As the saying goes: “Monogamy? In this economy?!” One might read this as a wry repartee on the necessity of a three income household to achieve the American Dream™ today. At a deeper level, the meme gestures towards ideas of decommodification, decolonization, and collectivization. Through this lens, we begin to see the hollowness of the author’s critique that polyamory represents a self-indulgent distraction from the overlapping crises of climate change, war, and political instability. Here I find a point of narrow agreement with the author; these are indeed “problems that require real action, real progress.”

Hardly an abdication of political responsibility, polyamory is an expression of political values which place cooperation over competition, connection over consumption, egalitarianism over individualism, and which elevate compassion, communication, and consent.  This is the emergent strategy of adrienne maree brown, a practice of intentional change to increase our capacity to embody the liberated worlds for which we long; this is the prefigurative politics of Raekstad and Dahl, the “experimental implementation” of changes we wish to produce in the world through the ways that we live and organize in the here-and-now. These values are put into action every day, in ways big and small, by countless non-monogamous people around the world.

Should this begin to sound like the very navel-gazing that the author maligns, allow me to reground it in a text that appears on countless Poli-Sci 101 syllabi. In Robert Punam’s Bowling Alone: The Collapse and Revival of American Community, he establishes the connection between social fragmentation and a decline in civic health, as measured by our capacity to establish trust, exchange ideas and information, and work together to solve problems like those the article’s author names. Networks of polyamorous relationships––and the broader communities that surround them––are fertile ground for the establishment of the social connections once found through the bowling leagues to which the book’s title refers.
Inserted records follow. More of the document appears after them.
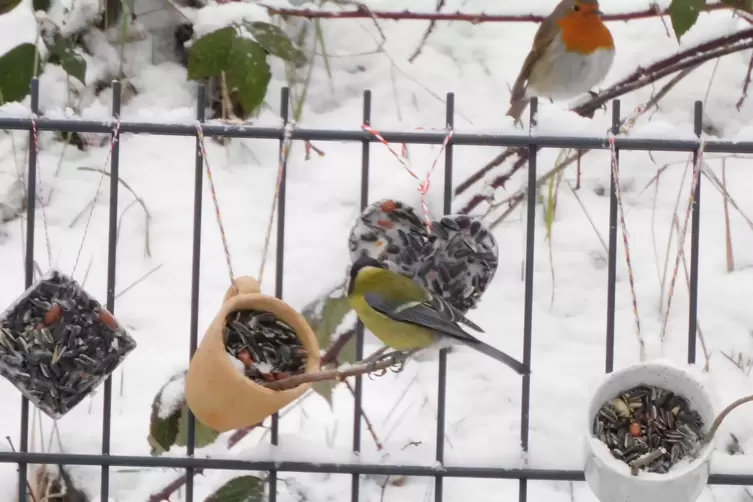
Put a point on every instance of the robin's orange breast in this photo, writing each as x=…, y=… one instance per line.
x=585, y=33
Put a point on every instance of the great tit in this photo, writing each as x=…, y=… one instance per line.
x=405, y=316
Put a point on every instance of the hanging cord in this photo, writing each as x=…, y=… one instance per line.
x=625, y=239
x=200, y=136
x=287, y=144
x=696, y=179
x=423, y=185
x=35, y=135
x=115, y=139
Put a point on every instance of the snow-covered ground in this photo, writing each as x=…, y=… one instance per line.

Within my own non-monogamous community I have seen people not only find jobs or housing, but campaign for political candidates, launch advocacy initiatives, and much more. As the educator and organizer Dr. Ayesha Kanh puts it, “relationship building IS the work of liberation.”

In this way, non-monogamy represents a return to humanity’s true “oldest institution,” which the article’s author misidentifies as being the “monogamous marriage.” No, our oldest social institution is the community, the tribe, the village, the family defined not by blood but by limitless love. Polyamory is a turn away from our atomized and commodified paradigm and a return to an indigenous understanding that everything is in constant relationship with everything else.

So no, polyamory is not an expression of the ruling class’s desire to “have their cake and eat it too.” It is far better understood as an emergent response to the austerity politics of the ruling class which for decades has little more to offer us than “let them eat cake.”